Её брат отчего-то промолчал, и Кристина испугалась, что он просто бросился на неё с ножом. А что, с него станется… Поэтому она несмело приоткрыла дверь, предварительно постучав для вежливости, и осторожно вошла.
Хельмут сидел на небольшой заправленной кровати, приложив ладонь к лицу, а Хельга стояла у окна, опершись о подоконник, скрестив руки на груди и всё так же посмеиваясь. Кристина не видела её достаточно давно, но, как ей показалось, баронесса Штольц мало изменилась за время, прошедшее с их последней встречи. У неё были голубые глаза, очень похожие на глаза Хельмута, чуть вьющиеся рыжие волосы до талии и множество веснушек на щеках, которые невозможно было скрыть даже пудрой. Хельга была на год старше Кристины и не намного выше; треугольный вырез на фиолетовом платье, расшитом золотистыми узорами, эффектно подчёркивал её довольно-таки объёмную грудь, на пухловатых руках виднелись искусные золотые браслеты. Хельга действительно была красивой женщиной с хорошим вкусом, однако… Однако это ни капли не оправдывало её чересчур легкомысленного характера.
Кристина тоже совершенно не понимала, зачем баронесса Штольц приехала в Эори вместе с армией своего брата. Она должна была осознавать, насколько это опасно — война могла начаться в любой день, в любой момент… А у неё не будет никакой возможности защитить себя: естественно, Хельга, как и большинство женщин, сражаться не училась. Она что, хочет заболтать врага до смерти?

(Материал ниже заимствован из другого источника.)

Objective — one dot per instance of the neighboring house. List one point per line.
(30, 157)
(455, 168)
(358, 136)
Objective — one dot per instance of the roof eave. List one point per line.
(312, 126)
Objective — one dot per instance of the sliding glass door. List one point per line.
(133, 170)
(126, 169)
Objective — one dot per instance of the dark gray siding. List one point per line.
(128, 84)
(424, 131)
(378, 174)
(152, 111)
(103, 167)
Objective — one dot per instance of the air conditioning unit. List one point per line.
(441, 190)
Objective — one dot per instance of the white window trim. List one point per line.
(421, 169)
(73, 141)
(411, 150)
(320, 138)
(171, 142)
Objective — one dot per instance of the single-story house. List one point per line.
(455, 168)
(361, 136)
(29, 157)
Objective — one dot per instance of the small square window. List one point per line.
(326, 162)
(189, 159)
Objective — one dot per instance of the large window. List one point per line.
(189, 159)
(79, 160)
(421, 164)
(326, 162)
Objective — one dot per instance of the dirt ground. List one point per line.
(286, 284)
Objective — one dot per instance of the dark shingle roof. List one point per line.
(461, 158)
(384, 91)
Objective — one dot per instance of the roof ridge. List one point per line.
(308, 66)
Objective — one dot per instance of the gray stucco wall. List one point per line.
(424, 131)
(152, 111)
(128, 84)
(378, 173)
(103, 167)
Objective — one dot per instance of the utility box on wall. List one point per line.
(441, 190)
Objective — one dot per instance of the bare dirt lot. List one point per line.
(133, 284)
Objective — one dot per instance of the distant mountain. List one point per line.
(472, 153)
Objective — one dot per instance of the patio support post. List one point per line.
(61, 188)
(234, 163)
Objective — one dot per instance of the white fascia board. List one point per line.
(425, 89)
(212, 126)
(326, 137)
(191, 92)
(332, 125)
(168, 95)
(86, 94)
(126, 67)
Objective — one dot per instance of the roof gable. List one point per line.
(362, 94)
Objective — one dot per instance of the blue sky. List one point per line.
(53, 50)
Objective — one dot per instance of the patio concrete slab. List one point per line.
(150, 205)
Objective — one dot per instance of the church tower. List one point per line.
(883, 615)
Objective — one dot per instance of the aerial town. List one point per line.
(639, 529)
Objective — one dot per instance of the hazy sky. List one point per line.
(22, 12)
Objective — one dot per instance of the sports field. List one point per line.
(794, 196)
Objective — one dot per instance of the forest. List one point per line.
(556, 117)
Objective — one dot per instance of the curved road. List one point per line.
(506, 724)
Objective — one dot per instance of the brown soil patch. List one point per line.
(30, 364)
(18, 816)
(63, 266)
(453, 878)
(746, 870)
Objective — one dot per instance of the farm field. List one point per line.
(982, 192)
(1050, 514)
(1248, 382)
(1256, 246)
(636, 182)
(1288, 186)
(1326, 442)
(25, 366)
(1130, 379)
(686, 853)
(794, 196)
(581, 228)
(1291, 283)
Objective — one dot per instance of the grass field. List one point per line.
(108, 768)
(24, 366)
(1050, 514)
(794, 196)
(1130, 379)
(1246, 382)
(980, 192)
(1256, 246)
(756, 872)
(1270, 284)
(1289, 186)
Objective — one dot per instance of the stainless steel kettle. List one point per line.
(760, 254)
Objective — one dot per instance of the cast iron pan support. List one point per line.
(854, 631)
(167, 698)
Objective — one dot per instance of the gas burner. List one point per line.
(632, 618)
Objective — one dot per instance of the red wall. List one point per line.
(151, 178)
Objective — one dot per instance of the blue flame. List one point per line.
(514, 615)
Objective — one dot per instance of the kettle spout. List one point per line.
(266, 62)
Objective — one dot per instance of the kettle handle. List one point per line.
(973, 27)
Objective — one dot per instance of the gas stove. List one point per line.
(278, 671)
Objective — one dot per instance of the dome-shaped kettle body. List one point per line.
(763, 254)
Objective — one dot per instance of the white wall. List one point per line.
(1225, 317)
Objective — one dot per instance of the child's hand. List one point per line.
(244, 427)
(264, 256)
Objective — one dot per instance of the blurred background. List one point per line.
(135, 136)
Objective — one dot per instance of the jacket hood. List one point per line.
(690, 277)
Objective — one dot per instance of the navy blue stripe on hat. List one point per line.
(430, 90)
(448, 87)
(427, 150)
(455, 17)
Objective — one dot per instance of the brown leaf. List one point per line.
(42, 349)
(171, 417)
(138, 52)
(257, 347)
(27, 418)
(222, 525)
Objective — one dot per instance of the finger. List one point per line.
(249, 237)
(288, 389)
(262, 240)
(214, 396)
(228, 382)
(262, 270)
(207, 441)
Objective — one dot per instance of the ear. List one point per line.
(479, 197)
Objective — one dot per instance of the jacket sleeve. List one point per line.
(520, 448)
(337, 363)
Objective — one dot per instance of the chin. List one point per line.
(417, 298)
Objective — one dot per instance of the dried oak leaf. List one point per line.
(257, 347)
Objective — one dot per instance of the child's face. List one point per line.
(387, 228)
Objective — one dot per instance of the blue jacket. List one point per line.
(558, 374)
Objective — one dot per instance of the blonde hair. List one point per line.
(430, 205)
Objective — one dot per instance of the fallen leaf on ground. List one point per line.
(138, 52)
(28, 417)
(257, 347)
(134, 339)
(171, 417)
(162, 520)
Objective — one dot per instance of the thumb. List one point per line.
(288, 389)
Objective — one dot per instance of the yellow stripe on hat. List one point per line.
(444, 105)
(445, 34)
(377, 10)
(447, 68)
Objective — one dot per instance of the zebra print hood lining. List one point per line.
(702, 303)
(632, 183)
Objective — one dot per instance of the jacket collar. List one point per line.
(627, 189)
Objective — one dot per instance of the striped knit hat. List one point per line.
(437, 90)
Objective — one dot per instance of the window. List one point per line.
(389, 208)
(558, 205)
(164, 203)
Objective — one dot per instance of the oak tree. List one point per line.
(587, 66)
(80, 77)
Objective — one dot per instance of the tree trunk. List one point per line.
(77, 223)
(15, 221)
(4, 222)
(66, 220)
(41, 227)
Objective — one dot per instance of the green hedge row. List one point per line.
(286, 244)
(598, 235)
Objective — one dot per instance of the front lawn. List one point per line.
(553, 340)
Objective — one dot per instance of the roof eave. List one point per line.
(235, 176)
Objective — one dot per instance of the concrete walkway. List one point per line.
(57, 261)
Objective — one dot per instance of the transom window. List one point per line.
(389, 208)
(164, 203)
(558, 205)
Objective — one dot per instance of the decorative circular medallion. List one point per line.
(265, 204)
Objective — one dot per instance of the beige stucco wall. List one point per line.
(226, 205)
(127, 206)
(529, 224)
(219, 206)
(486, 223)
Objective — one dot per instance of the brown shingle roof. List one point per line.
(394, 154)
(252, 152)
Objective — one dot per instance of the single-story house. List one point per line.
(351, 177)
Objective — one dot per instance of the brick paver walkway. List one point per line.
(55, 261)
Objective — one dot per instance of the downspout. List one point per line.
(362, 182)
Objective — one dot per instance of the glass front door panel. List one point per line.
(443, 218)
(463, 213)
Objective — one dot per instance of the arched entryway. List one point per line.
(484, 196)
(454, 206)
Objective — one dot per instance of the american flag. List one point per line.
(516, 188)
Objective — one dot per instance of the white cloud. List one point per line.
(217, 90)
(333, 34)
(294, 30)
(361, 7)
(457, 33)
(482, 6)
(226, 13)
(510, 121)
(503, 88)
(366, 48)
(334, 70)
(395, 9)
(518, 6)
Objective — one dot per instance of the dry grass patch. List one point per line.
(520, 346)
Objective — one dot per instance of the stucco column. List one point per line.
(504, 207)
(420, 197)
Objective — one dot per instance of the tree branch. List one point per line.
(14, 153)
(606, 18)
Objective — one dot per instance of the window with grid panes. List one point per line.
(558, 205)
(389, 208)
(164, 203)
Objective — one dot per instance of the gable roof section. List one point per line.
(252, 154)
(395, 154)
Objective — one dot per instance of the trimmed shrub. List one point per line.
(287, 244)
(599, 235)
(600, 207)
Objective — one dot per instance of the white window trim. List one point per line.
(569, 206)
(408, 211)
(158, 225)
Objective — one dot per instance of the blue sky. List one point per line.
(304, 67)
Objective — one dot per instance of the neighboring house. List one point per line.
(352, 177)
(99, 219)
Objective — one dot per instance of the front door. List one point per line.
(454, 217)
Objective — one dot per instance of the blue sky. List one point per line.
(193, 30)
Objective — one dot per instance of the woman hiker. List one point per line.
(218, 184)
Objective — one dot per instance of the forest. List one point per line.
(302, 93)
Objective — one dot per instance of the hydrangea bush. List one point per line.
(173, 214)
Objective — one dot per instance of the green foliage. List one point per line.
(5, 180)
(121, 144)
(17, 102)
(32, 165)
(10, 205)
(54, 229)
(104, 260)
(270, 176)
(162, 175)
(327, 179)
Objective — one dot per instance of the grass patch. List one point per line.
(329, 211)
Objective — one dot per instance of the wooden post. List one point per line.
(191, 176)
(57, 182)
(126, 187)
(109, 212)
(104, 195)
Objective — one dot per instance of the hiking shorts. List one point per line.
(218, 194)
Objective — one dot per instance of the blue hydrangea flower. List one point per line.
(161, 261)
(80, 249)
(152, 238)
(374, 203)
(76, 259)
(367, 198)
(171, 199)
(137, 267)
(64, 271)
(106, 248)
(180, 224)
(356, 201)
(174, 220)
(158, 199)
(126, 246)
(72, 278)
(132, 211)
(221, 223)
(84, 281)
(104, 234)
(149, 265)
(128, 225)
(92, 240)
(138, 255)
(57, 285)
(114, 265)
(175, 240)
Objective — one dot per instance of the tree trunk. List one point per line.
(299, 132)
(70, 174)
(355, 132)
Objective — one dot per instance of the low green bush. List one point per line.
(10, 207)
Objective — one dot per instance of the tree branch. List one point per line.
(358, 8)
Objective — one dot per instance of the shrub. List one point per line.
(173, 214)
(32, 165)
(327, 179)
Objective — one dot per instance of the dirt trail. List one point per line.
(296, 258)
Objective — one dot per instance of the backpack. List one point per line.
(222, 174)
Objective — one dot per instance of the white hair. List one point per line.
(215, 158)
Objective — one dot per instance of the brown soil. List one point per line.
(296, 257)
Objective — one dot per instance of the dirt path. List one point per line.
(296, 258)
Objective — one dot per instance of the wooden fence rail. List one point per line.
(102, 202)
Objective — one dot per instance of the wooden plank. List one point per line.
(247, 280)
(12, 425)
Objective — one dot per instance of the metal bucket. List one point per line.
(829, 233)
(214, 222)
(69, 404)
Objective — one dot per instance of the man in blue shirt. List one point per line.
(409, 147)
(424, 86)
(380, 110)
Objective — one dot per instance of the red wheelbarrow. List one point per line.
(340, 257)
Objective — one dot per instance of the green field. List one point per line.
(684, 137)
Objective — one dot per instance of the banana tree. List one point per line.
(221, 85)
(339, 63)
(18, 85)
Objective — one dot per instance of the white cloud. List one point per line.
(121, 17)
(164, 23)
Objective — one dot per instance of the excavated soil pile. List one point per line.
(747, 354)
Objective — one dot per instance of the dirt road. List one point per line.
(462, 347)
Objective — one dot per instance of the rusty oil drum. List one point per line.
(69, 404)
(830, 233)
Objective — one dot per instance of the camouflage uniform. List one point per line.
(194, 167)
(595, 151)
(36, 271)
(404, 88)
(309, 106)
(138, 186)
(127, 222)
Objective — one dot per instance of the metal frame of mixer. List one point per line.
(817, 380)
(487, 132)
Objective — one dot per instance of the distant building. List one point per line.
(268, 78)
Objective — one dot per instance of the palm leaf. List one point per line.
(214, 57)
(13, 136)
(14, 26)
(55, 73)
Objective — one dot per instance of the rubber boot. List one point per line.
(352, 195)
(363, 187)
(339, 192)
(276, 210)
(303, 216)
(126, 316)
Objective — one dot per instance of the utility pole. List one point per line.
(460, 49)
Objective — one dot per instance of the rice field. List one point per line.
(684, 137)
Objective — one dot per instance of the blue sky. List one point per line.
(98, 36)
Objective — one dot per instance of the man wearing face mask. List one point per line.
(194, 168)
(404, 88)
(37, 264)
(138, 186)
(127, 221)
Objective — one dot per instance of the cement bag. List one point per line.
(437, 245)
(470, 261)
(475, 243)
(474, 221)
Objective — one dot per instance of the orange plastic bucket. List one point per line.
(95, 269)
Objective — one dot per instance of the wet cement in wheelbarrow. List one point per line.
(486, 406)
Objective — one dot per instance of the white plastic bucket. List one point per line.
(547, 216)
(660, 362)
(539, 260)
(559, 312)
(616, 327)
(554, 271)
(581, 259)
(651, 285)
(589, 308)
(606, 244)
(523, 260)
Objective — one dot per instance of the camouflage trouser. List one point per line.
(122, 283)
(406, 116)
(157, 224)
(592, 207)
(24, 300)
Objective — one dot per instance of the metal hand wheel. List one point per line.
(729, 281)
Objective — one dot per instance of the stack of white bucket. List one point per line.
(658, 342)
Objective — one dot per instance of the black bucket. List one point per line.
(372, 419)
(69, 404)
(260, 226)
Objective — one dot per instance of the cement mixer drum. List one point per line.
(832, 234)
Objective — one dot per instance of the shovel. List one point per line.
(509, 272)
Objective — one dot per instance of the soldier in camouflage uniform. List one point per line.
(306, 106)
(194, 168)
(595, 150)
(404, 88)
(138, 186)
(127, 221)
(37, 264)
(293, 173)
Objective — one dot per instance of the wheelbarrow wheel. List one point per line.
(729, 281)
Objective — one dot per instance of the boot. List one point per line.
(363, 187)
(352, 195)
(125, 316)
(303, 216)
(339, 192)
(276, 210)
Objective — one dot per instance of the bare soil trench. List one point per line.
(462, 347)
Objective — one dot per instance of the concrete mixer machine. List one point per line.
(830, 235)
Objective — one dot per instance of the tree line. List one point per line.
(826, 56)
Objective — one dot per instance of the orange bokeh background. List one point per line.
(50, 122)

Баронесса Штольц улыбнулась Кристине и присела в реверансе, та в ответ сдержанно кивнула.
— Миледи, добрый вечер, — улыбнулась Хельга. — Простите, но не могли бы вы сказать моему брату, что я вольна распоряжаться своим временем так, как хочу? А то он совсем меня не слушает…
— Господи, да делай, что хочешь! Я, в конце концов, не имею права тебе ничего запрещать! — в сердцах воскликнул Хельмут и бросился прочь из комнаты. Кристина не успела его остановить, не успела ни слова ему сказать — дверь громко захлопнулась, и они с баронессой Хельгой остались наедине.
— Я признательна, что вы приехали и доставили к нам армию, ваша светлость, — холодно сказала леди Коллинз-Штейнберг. — Дорога, я думаю, была непростой?
— Да, возникли трудности с переправой через Энгербах, — отозвалась Хельга. — Главный мост оказался сломан, пришлось ехать к Вайзеру в поисках другого… Зато теперь в вашем распоряжении тысяча человек: мечников, копейщиков и лучников… Ну и я, разумеется, тоже. — И она будто оскалилась, отчего Кристину передёрнуло.